Asthma Clinical Trials

A Longitudinal Prospective Observational Study of the Characteristics, Treatment Patterns and Health Outcomes of Individuals with Severe Asthma in the United States. This is an asthma registry. Patients can participate in other studies while enrolled in the Chronicle Study. 

The purpose of this study is to understand how hormones involved in obesity and insulin regulation interact with disease processes in allergic asthma. We are interested in evaluating cellular functions that contribute to airway fibrosis in early-onset allergic asthma. Non-diabetic, obese asthma patients with onset of disease before age 12 can enroll. 

Amino acids are most commonly known as building blocks of proteins, the same as the proteins found in food. Asymmetric dimethyl arginine or ADMA is derived from the amino acid, L-arginine. The balance of L-arginine to ADMA may be important to the lung health of patients with asthma. The purpose of this 2-week study is to determine whether supplementation with L-citrulline, a naturally occurring amino acid which is a precursor of L-arginine, changes exhaled nitric oxide levels and ADMA in the blood of overweight patients with asthma. 

It is hypothesized that in airway epithelial cells, unique transcriptomic and proteomic expression patterns distinguish allergic and non-allergic patients with asthma and obesity and drive significant differential responses to dupliumab. This study will investigate the role of dupliumab in the treatment of asthma with comorbid obesity. This is a pre-clinical research study.

Obese asthmatics have more severe disease than lean asthmatics and do not respond as well to conventional anti-inflammatory therapies. This study will utilize 3D functional imaging with 129XeMRI and single cell RNA sequencing to study mechanisms driving regional airway remodeling and fibrosis in obese asthma subjects and in pre-clinical models of obese asthma.

The purpose of this study is to determine If an antioxidant pill called mitoquinol (mitoQ) might be helpful to control asthma. This is a 14-week, randomized, double-masked clinical trial in patients with poorly controlled asthma; half of the patients in the study will take the antioxidant pill, and half will take a placebo pill (a pill that looks like the antioxidant pill).

This study is a randomized, 12-month study targeted to an at-risk population of Adolescents and Young Adults with uncontrolled asthma who have poor adherence with prescribed Inhaled corticosteroid (ICS) therapy.

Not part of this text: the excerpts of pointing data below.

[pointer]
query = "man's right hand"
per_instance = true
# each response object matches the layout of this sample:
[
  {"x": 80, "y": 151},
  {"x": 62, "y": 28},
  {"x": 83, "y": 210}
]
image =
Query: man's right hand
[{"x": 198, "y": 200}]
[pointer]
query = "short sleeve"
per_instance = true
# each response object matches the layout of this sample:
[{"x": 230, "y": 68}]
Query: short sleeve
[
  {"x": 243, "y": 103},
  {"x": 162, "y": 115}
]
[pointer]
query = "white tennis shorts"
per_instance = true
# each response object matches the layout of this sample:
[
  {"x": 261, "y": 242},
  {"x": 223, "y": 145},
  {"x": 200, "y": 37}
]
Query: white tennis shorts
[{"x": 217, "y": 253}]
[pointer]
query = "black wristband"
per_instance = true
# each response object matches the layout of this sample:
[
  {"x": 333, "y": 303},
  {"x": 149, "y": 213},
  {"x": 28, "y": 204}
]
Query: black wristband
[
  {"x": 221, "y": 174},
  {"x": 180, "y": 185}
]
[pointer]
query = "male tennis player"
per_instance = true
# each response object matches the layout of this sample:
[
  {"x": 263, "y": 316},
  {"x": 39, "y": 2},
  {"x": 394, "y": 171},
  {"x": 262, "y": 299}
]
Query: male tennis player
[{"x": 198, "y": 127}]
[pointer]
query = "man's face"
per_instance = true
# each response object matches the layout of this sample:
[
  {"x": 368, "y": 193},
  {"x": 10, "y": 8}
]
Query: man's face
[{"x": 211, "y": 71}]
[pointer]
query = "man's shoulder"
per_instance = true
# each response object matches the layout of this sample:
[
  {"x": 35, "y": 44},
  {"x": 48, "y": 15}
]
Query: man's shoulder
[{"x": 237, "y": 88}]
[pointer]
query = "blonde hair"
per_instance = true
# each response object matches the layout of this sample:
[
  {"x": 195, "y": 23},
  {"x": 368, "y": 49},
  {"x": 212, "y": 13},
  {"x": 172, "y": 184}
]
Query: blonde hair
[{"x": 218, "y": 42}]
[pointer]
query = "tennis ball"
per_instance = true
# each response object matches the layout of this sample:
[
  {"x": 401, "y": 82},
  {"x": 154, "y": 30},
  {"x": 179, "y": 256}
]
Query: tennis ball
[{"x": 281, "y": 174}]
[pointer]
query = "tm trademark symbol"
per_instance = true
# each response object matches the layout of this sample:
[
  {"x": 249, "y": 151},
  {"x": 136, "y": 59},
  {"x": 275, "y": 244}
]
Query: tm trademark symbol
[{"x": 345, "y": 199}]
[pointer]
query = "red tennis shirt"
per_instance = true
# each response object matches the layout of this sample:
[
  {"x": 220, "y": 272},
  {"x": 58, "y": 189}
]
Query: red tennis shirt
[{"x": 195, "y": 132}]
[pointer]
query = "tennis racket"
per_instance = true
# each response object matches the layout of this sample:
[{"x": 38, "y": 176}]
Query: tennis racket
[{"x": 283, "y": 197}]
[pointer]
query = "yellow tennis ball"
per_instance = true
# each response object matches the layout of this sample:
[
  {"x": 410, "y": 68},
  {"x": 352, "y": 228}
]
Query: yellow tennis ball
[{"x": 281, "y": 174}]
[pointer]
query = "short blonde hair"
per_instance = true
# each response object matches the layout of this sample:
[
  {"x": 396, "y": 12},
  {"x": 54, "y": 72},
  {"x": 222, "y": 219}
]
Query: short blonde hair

This study is a longitudinal, cohort study that will enroll young adults between the ages of 25-35 who do not have severe lung disease. The objective of the study is to establish a national cohort of young adults for the purpose of defining lung health and developing targets to intercept chronic lung disease at its earliest stages.

The purpose of this study is to identify the genes in important airway cells that are specifically expressed following inhalation of house dust mite allergen among study subjects with either allergic asthma or healthy normal phenotypes. This approach is designed to identify novel genes associated with both asthma pathogenesis (differentially expressed in the exposure-response study) and asthma susceptibility (genetically associated with asthma in a linkage/association study) for drug targets.

The goals of the research are designed to accomplish genetic association studies of candidate genes in healthy normal individuals exposed to 0.2 ppm for 2.25 hours with intermittent exercise in order to search for associations between defined genotypes/haplotypes and three specific in vivo respiratory endpoints: a) change in FEV1 immediately after ozone exposure; b) change nonspecific bronchial reactivity as reflected in the change in methacholine PC20 FEV1 24 hours after ozone exposure; and c) change in lung epithelial integrity as reflected in the Clearance Halftime of technetium 24 hours after ozone exposure.

The overall goal of this project is to identify genes that are involved in the development of airflow obstruction and airway inflammation in asthmatics, and to determine whether polymorphisms in these differentially expressed genes predispose individuals to develop asthma.